Paper No. 2
Presentation Time: 1:15 PM

THE MECHANICAL CLOCK, THE QUANTIFICATION OF TIME, AND THE AGE OF THE EARTH


LESTER, Alan, Dept. of Geological Sciences, University of Colorado, UCB 399, Boulder, CO 80309, alan.lester@colorado.edu

Over 200 years separate the seminal discoveries of a universe with immense size and an earth of exceptional antiquity. By the late 17th century, the distances to even the nearest stars were understood to be enormous. In contrast, not until the late 19thcentury did scientists become convinced that earth history required not just several thousand years, but most likely hundreds of millions, if not billions, of years.

A persistent, albeit erroneous, standard canon of popularized science history frames religion and science as antagonistic, with religion having restrained both the spatial and temporal dimensions of the universe, but with a markedly tighter grip on its age. Fueled by early social commentaries and by modern-day religious fundamentalism, “Conflict Theory” has not held up to serious historical scrutiny; in fact, during the period of scientific emergence in Western Europe, religion was simply one of many cultural influences.

A more historically accurate explanation for the lag in discovering Deep Time involves two interrelated factors: 1) The rise in quantification and usage of precisely measured time, and 2) the application of mechanistic philosophy to earth process. Together, these influences transformed the 18th century descriptive and dominantly ahistorical “sciences of the earth” into a discipline capable of interpreting earth’s past.

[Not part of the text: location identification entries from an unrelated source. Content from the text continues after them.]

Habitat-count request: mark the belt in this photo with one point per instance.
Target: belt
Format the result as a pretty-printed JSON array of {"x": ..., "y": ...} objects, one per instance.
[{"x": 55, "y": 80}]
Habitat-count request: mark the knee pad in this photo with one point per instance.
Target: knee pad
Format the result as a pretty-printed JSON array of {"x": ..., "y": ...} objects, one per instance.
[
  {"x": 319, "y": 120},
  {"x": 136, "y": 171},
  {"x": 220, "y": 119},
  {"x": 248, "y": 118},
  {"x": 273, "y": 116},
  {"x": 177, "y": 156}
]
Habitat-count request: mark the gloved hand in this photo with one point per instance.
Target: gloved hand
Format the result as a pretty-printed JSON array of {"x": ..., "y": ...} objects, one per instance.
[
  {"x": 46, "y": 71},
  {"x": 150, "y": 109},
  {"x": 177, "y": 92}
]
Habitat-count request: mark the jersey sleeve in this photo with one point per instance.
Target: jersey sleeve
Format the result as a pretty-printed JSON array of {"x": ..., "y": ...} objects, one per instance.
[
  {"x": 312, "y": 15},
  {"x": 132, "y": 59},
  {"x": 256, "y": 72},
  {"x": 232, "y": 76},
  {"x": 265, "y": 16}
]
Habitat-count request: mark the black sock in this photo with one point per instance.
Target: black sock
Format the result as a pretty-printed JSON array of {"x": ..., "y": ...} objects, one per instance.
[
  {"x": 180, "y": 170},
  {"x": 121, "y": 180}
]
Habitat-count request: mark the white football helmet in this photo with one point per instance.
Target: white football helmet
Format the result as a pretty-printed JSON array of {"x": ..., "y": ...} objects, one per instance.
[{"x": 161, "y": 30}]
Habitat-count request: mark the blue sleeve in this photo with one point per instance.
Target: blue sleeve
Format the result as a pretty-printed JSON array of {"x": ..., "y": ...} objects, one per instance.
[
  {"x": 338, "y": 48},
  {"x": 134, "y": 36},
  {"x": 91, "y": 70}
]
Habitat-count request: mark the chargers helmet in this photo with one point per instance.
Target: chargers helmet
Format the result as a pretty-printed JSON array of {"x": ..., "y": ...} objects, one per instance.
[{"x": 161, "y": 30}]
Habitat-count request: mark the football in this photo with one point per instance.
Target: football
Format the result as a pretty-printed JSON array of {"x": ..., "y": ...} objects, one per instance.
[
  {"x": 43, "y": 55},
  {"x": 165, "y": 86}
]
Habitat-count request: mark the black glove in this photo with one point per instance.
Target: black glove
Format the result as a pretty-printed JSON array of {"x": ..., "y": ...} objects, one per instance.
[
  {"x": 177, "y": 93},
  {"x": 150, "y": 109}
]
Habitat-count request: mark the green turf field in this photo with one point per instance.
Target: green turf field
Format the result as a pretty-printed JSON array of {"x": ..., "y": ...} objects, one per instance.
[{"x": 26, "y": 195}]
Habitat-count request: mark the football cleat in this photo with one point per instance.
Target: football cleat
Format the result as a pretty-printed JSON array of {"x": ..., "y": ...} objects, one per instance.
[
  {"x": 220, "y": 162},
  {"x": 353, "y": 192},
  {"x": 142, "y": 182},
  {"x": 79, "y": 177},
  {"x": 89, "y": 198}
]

By the late 18th century, the mechanical clock had moved from its origins in church towers and town squares, into people’s homes and their pockets. It not only generated a public perception of time as highly measurable (literally quantized into hours, minutes, etc.), but the device itself became a symbol of mechanization and a metaphor for universal laws, e.g. the “clock-work universe.” The integration of measured time into the cultural consciousness generated an increase in antiquarian and horological pursuits; ultimately encouraging inquiry into earth’s origins. Combined with the success of the mechanistic philosophy, rocks and fossils, by the late 19th century, could finally be used to force a radically new interpretation of earth’s age.